BLUE BELL, Pa. - Barbara and Laura Bush, the mother and wife of Republican presidential candidate George W. Bush, wound up a women-courting campaign swing through two key states on Thursday saying the Texas governor was winning female voters.

The 75-year-old former first lady criticized her son's rival directly at a rally in this posh suburb outside Philadelphia, charging that Democrat Al Gore was trying to frighten older voters.

"Al Gore is exaggerating again, this time on Social Security. He's scaring old people, like me," she told 1,000 Bush supporters at Montgomery County Community College.

The two-day barnstorming bus trip in Michigan and Pennsylvania, dubbed the "W Stands for Women" tour, featured the two Bush women, along with Bush's running mate Dick Cheney's wife Lynne and Condoleezza Rice, the candidate's top foreign policy adviser.

With what may be the closest presidential election in a generation looming in less than three weeks, the tour was aimed at further eroding the advantage Gore is believed to hold among women voters. The latest Reuters/MSNBC tracking poll, released on Thursday, Bush leading Gore 44 percent to 43 percent.

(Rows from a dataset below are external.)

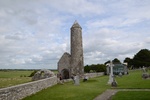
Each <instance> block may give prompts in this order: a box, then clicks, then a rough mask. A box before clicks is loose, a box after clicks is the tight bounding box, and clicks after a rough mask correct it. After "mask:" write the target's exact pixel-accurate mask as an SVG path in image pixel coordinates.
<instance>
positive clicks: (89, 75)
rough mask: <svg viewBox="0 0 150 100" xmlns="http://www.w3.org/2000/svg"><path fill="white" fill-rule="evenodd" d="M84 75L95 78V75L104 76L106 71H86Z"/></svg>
mask: <svg viewBox="0 0 150 100" xmlns="http://www.w3.org/2000/svg"><path fill="white" fill-rule="evenodd" d="M84 75H85V76H87V77H88V78H93V77H98V76H103V75H104V72H100V73H86V74H84Z"/></svg>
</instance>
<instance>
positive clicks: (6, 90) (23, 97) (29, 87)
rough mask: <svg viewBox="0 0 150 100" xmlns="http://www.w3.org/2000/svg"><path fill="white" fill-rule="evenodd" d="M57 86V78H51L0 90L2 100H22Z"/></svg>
mask: <svg viewBox="0 0 150 100" xmlns="http://www.w3.org/2000/svg"><path fill="white" fill-rule="evenodd" d="M55 84H57V77H56V76H54V77H50V78H46V79H42V80H38V81H34V82H29V83H25V84H20V85H16V86H12V87H7V88H3V89H0V100H20V99H22V98H24V97H26V96H29V95H31V94H34V93H36V92H38V91H40V90H42V89H45V88H47V87H50V86H53V85H55Z"/></svg>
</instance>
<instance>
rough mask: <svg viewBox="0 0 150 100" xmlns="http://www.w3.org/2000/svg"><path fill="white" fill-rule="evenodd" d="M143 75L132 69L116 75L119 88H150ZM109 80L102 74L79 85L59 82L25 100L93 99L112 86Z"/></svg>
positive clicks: (138, 72) (66, 99)
mask: <svg viewBox="0 0 150 100" xmlns="http://www.w3.org/2000/svg"><path fill="white" fill-rule="evenodd" d="M141 75H142V72H141V71H131V72H130V73H129V75H124V76H123V77H122V78H120V77H116V80H117V82H118V87H117V89H118V88H136V89H137V88H141V89H145V88H150V80H144V79H142V78H141ZM107 82H108V76H101V77H97V78H92V79H90V80H88V81H87V82H80V85H79V86H75V85H73V83H72V82H68V83H65V84H64V85H61V84H57V85H55V86H53V87H50V88H47V89H44V90H42V91H40V92H38V93H36V94H34V95H31V96H28V97H26V98H24V99H23V100H93V99H94V98H95V97H96V96H98V95H100V94H101V93H102V92H104V91H105V90H106V89H110V88H111V86H110V85H107ZM115 89H116V88H115ZM126 93H127V94H126ZM136 93H137V95H140V93H144V92H136ZM146 93H147V92H146ZM129 94H130V93H129ZM124 95H126V96H127V95H128V92H124ZM131 95H133V94H131ZM133 96H134V95H133ZM129 98H130V97H129ZM149 98H150V95H149ZM114 100H122V99H114ZM130 100H131V99H130Z"/></svg>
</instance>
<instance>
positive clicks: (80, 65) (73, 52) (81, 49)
mask: <svg viewBox="0 0 150 100" xmlns="http://www.w3.org/2000/svg"><path fill="white" fill-rule="evenodd" d="M70 30H71V74H75V75H77V74H78V75H83V74H84V64H83V63H84V62H83V46H82V28H81V26H80V25H79V24H78V22H77V21H75V22H74V24H73V25H72V27H71V29H70Z"/></svg>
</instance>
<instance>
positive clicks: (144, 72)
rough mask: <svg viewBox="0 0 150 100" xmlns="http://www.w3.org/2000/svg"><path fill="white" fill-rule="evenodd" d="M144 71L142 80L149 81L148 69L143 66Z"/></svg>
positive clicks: (149, 75) (148, 73)
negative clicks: (148, 80) (147, 71)
mask: <svg viewBox="0 0 150 100" xmlns="http://www.w3.org/2000/svg"><path fill="white" fill-rule="evenodd" d="M142 71H143V73H142V78H143V79H148V78H150V75H149V73H148V72H147V70H146V68H145V67H144V66H143V68H142Z"/></svg>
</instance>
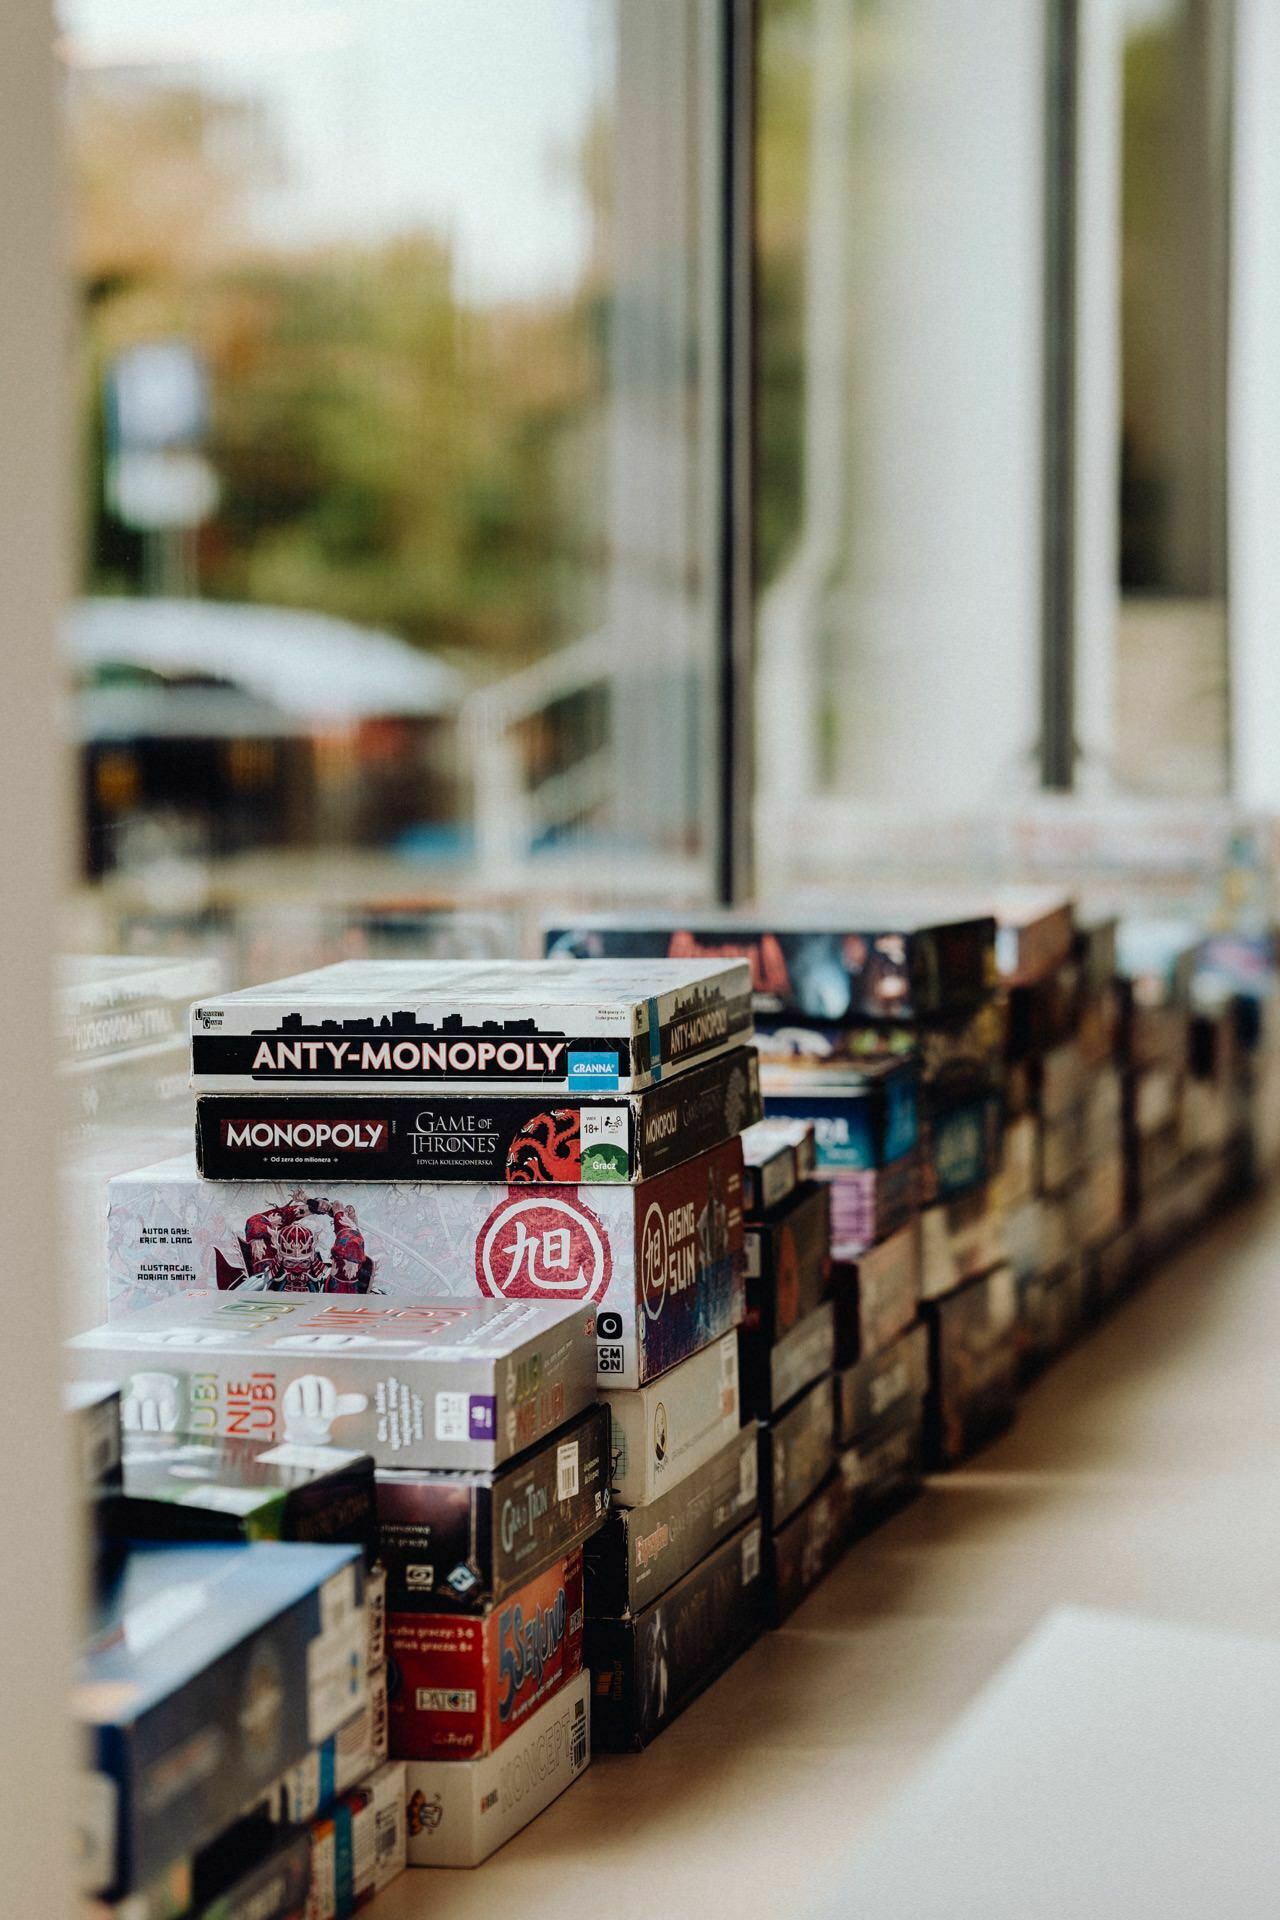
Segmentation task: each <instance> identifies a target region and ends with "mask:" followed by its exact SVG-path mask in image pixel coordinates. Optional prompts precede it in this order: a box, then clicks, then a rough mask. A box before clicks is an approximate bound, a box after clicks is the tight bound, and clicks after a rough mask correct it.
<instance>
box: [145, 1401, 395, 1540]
mask: <svg viewBox="0 0 1280 1920" xmlns="http://www.w3.org/2000/svg"><path fill="white" fill-rule="evenodd" d="M107 1524H109V1526H111V1530H113V1532H115V1534H117V1536H119V1538H121V1540H192V1542H194V1540H225V1542H234V1540H315V1542H344V1544H347V1546H357V1548H363V1551H365V1553H367V1555H370V1557H372V1546H374V1538H376V1509H374V1463H372V1459H370V1457H368V1453H347V1452H344V1450H342V1448H330V1446H307V1448H297V1446H294V1448H290V1446H284V1448H280V1446H274V1444H273V1442H271V1440H226V1438H217V1436H213V1434H180V1432H175V1434H159V1432H136V1430H134V1432H129V1434H127V1436H125V1484H123V1488H121V1492H119V1494H117V1498H115V1500H111V1503H109V1509H107Z"/></svg>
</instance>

It also found Gore leading among women, 45 percent to 42 percent, while Bush had a 46 to 42 percent lead among men. On Oct. 7, by comparison, Bush led among men, 44-38 percent and Gore among women, 51-38 percent.

Pollster John Zogby said that in general "on the strength of Bush's gain among parents and married voters, he has narrowed the gender gap dramatically."

Barbara and Laura Bush repeatedly answered questions about whether the women's tour reflected concerns in the Bush camp that the Texas governor was still doing poorly with the female vote.

"I think he's picking up the women's vote. We just wanted to band together because we know him," Laura Bush said. "Women want to know and be assured they will be at the table in a Bush administration."